Closed xiechangxiao closed 3 months ago
Thanks for your question. This tool does not compute consensus. It picks the alignment with the highest mapq in SAM/BAM mode and the highest average base quality for FASTQ mode.
From the readme:
--merge: method for identifying which UMI to keep out of every two UMIs. Either any, avgqual, or mapqual. Default: mapqual for SAM/BAM mode, avgqual for FASTQ mode.
In my experience, consensus for short read sequences isn't really necessary if you are mapping the reads. Most of the variations between reads are going to be at the ends (adapters, etc.) and aligners will soft clip that.
Thanks for your reply! But for low VAF somatic variation (0.1% or less), a consensus of short read sequences is useful because there are some errors in sample preparation, library preparation, and sequencing that are randomly distributed. Therefore, the accuracy of low-frequency somatic mutation detection in cfdna can be improved based on consensus sequence. There are some tools for calculating consensus sequences, e.g. Fgbio, but they are very slow. Do you have any plans to add this feature? @Daniel-Liu-c0deb0t
Ah I see, yeah it makes sense to do error correction. I don't have plans to add this feature right now unfortunately. I'm surprised this isn't a solved problem given that there's a massive increase in UMI processing tools in the past few years.

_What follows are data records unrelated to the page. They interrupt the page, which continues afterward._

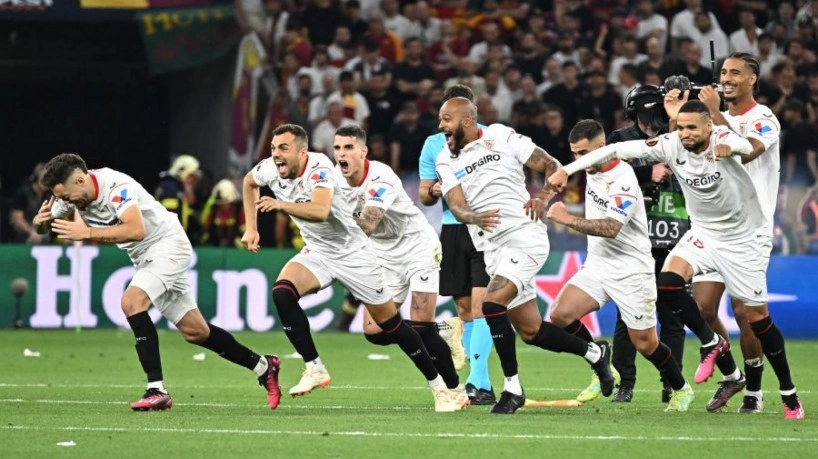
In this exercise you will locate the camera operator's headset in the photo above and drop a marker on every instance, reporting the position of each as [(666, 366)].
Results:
[(645, 103)]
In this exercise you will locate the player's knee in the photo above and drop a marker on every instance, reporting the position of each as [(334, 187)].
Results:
[(380, 339), (194, 334), (285, 294)]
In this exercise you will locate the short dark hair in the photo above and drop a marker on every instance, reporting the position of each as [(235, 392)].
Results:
[(586, 129), (695, 106), (60, 167), (294, 129), (352, 130), (458, 90)]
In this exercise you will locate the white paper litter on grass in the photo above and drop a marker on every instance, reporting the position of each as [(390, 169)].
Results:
[(29, 353)]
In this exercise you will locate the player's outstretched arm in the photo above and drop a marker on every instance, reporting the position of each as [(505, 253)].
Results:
[(130, 229), (602, 227), (43, 219), (249, 198), (370, 218), (429, 192), (456, 200), (315, 210)]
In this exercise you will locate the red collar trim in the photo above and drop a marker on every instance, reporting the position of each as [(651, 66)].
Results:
[(366, 172), (96, 185), (613, 164), (752, 106), (304, 169)]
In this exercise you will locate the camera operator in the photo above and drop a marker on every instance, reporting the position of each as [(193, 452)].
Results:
[(667, 222)]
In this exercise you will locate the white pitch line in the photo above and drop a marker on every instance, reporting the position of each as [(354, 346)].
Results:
[(415, 434), (334, 386), (225, 405)]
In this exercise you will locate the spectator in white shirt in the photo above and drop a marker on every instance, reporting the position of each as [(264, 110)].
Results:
[(683, 24), (707, 30), (630, 55)]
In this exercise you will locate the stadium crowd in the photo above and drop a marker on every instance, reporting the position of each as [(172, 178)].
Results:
[(538, 66)]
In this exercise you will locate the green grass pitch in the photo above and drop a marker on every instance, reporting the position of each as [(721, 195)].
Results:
[(78, 391)]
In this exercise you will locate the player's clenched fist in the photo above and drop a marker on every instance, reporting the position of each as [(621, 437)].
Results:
[(558, 213), (535, 208), (250, 240), (558, 180)]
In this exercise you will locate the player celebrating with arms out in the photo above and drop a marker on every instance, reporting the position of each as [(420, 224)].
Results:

@xiechangxiao feel free to bring this discussion over to fgbio.
We would welcome example datasets where fgbio tools perform poorly either in run time or analytically. We may even re-write them to achieve the performance that is needed (see how fqtk replaced the DemuxFastq
tool). We also have ideas (we’ve prototyped publicly) to use MSA or POA to improve the consensus that is generated. And finally, we would welcome financial support for taking the time to implement these improvements, as that’s our business.
Thank you for providing such a good tool. I am analyzing high depth sequencing data, and I want to correct the wrong sequence while removing PCR duplications. Does this tool compute a consensus sequence when it removes duplicates? And how do you choose representative sequences?